Throughout antiquity numerous festivals included celebrations of foolery and trickery. The Saturnalia, a Roman winter festival observed at the end of December, was the most important of these.
It involved dancing, drinking, and general merrymaking. People exchanged gifts, slaves were allowed to pretend that they ruled their masters, and a mock king, the Saturnalicius princeps (or Lord of Misrule), reigned for the day. By the fourth century AD the Saturnalia had transformed into a January 1 New Year’s Day celebration, and many of its traditions were incorporated into the observance of Christmas. In late March the Romans honored the resurrection of Attis, son of the Great Mother Cybele, with the Hilaria celebration. This involved rejoicing and the donning of disguises. Further afield in India there was Holi, known as the festival of color, during which street celebrants threw tinted powders at each other, until everyone was covered in garish colors from head to toe. This holiday was held on the full-moon day of the Hindu month of Phalguna (usually the end of February or the beginning of March). Northern Europeans observed an ancient festival to honor Lud, a Celtic god of humor. And there were also popular Northern European customs that made sport of the hierarchy of the Druids. All of these celebrations could have served as precedents for April Fool’s Day.
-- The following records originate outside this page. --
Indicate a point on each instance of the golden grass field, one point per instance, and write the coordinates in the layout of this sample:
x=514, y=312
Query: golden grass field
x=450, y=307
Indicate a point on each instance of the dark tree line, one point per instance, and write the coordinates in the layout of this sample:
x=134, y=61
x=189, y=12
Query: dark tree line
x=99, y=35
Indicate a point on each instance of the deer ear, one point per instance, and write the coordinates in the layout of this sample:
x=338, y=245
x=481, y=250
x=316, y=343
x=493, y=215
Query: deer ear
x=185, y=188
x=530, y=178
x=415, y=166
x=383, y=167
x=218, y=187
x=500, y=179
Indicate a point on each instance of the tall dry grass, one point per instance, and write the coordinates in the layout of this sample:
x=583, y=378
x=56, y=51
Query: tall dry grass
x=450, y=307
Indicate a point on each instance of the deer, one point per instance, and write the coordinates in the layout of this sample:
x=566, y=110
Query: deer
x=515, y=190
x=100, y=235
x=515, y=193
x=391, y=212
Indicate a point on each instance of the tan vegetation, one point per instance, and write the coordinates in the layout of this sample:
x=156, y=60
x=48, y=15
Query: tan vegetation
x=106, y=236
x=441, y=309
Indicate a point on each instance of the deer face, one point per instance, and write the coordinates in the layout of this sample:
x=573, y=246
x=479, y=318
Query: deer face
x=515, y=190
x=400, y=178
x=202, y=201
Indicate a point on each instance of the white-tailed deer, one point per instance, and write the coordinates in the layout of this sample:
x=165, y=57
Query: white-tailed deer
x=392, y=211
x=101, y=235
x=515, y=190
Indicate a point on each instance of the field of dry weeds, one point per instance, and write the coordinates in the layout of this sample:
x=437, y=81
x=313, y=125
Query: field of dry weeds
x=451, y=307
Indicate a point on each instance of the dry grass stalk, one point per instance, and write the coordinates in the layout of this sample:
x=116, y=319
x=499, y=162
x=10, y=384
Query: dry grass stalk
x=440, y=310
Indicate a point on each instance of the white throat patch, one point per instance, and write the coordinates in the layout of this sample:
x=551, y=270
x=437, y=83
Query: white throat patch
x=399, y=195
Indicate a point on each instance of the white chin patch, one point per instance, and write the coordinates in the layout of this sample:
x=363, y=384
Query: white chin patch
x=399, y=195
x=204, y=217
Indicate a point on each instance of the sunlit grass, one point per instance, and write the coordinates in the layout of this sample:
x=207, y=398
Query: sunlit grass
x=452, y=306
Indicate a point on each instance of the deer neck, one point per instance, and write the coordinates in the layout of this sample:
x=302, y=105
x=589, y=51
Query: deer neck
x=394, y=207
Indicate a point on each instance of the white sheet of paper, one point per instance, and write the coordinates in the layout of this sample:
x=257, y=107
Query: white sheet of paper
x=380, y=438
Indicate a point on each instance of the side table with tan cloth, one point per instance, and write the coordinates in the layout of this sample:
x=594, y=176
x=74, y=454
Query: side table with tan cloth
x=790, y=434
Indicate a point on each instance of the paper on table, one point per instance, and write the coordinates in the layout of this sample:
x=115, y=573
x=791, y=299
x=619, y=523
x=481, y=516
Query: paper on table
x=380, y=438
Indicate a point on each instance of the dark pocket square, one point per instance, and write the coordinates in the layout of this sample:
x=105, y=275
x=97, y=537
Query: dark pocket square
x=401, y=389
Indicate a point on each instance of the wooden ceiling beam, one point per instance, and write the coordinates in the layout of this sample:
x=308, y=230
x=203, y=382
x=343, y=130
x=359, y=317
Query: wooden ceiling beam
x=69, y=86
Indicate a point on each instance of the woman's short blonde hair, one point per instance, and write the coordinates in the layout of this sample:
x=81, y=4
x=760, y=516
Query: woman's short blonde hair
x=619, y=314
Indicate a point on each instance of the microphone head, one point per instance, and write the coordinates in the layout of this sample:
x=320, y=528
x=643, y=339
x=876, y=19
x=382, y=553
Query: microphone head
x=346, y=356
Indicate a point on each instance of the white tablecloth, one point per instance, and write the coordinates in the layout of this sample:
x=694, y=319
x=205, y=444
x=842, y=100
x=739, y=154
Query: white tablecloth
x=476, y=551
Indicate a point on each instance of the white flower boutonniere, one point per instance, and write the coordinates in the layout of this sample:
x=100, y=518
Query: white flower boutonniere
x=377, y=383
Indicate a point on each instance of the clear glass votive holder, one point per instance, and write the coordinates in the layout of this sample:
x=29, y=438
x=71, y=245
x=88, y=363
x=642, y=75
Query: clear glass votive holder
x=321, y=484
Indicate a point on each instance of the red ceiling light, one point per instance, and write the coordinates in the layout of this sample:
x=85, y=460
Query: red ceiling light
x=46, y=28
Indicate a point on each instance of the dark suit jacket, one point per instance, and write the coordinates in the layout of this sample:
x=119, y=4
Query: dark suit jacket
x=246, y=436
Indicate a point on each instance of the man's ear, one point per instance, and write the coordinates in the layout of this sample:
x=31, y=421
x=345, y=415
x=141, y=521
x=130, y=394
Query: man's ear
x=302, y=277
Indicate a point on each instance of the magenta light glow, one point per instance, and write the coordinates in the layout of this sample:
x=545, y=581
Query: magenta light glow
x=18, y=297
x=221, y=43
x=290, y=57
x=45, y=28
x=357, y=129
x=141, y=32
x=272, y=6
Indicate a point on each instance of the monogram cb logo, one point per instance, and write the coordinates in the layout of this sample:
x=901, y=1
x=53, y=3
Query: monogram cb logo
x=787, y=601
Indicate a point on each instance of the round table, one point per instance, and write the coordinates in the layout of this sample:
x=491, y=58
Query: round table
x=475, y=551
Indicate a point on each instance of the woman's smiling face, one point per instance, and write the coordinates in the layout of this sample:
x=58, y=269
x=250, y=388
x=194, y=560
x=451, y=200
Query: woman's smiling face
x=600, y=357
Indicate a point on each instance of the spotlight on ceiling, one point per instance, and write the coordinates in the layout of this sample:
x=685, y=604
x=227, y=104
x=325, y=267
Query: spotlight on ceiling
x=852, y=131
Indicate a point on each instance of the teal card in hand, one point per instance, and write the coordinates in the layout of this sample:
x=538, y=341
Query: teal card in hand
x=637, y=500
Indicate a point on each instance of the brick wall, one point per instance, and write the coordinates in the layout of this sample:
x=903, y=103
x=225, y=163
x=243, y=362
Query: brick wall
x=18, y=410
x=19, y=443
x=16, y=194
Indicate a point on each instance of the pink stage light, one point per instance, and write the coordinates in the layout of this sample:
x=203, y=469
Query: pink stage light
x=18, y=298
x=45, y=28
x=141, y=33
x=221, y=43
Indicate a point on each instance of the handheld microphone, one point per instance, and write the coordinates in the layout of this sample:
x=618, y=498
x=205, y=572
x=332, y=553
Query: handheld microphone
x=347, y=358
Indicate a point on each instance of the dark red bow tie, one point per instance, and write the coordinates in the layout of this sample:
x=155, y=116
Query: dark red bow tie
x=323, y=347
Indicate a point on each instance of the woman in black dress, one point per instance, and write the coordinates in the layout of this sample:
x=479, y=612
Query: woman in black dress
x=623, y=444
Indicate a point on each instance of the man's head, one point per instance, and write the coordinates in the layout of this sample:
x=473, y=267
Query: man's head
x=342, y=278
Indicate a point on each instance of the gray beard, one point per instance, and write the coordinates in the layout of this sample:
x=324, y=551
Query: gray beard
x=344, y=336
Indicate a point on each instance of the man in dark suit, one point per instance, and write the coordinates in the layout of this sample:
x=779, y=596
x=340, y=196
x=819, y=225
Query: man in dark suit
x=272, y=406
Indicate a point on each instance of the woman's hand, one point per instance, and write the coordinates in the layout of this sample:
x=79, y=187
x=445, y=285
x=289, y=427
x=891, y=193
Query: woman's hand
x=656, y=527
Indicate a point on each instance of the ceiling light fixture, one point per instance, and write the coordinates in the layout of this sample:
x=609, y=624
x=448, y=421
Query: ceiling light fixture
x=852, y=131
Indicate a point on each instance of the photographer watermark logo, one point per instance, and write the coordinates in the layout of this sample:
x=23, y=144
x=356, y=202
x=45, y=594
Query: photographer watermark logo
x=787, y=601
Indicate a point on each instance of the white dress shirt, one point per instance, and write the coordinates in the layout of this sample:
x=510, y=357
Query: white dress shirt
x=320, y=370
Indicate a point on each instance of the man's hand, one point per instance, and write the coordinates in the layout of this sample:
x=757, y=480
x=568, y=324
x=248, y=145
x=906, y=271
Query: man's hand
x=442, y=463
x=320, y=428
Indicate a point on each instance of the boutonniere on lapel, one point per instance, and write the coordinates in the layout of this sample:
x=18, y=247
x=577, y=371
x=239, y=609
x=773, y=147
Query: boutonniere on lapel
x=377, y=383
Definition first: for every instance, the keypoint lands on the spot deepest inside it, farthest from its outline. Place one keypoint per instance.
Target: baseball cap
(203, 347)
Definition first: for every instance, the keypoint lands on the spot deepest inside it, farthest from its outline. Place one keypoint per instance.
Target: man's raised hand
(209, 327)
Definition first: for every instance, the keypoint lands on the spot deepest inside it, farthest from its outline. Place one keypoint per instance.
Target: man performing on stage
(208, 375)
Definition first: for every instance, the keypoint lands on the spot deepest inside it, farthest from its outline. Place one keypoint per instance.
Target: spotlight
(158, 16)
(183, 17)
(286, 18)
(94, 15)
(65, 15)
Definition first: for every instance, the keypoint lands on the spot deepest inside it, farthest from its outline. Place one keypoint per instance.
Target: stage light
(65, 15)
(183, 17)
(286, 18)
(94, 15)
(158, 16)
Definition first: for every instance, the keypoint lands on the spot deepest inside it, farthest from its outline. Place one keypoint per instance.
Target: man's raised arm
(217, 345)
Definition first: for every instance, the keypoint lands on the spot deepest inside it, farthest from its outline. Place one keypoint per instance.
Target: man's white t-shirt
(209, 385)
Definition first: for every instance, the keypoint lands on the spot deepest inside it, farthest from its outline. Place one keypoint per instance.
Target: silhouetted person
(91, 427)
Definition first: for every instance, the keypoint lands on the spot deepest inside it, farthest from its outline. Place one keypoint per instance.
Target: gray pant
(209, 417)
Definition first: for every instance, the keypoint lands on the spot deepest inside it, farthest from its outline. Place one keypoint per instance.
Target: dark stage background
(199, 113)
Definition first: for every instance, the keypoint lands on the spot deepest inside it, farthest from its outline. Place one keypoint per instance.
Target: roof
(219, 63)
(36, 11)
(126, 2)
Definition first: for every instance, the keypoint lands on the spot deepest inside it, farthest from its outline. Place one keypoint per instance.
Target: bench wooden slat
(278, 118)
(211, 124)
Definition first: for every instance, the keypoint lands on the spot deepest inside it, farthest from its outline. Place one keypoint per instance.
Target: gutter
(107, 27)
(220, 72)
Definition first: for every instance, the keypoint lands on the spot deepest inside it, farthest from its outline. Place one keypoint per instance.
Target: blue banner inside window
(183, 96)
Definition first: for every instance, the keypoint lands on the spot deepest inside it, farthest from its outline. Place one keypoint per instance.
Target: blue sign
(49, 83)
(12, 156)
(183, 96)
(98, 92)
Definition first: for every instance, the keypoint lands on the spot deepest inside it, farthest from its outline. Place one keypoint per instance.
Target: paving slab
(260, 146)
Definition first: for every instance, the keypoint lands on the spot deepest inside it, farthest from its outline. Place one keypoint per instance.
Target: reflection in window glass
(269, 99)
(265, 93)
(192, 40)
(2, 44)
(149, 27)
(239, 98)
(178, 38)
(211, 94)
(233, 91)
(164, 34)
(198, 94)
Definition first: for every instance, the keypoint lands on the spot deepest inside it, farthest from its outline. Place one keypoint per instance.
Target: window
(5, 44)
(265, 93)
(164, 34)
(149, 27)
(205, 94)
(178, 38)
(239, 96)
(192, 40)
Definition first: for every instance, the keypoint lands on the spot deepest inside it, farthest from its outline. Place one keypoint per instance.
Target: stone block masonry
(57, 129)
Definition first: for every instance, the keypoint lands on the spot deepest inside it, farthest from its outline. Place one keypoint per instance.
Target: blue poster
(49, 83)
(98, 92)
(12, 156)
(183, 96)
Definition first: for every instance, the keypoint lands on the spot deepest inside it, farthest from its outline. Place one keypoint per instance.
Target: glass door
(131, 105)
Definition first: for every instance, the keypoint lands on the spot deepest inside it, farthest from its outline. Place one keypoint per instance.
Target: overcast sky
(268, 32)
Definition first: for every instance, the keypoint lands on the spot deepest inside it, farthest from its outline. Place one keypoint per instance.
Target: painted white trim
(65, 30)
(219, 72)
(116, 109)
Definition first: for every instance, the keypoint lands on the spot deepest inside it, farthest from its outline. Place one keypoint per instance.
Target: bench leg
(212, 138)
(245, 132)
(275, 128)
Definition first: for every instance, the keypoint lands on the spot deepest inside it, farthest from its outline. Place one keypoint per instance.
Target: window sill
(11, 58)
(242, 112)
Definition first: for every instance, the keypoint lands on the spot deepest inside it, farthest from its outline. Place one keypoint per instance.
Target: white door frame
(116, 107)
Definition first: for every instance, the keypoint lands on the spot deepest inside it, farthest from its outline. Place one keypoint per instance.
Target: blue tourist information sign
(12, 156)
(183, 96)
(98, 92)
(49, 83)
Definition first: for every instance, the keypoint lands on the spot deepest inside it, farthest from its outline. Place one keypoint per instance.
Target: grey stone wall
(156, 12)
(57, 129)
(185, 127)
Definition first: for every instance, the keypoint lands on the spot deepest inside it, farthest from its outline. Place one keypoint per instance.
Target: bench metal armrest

April fool’s day A medieval fool dispenses treats to a crowd
During the middle ages, a number of celebrations developed which served as direct predecessors to April Fool’s Day. The most important of these was the Festus Fatuorum (the Feast of Fools) which evolved out of the Saturnalia. On this day (mostly observed in France) celebrants elected a mock pope and parodied church rituals. The church, of course, did its best to discourage this holiday, but it lingered on until the sixteenth century. Following the suppression of the Feast of Fools, merrymakers focused their attention on Mardi Gras and Carnival. There was also the medieval figure of the Fool, the symbolic patron saint of the day. Fools became prominent in late medieval Europe, practicing their craft in a variety of settings such as town squares and royal courts. Their distinctive dress remains well known today: multicolored robe, horned hat, and sceptre and bauble.
There have been quite a few attempts to provide mythological explanations for the rise of April Fool’s Day. For instance, it was once popular to attempt to christianize the celebration by locating its origin somewhere in Biblical traditions. In one such version, the day’s origin is attributed to Noah’s mistake of sending a dove out from the ark before the flood waters had subsided (thereby sending the dove on a fool’s errand).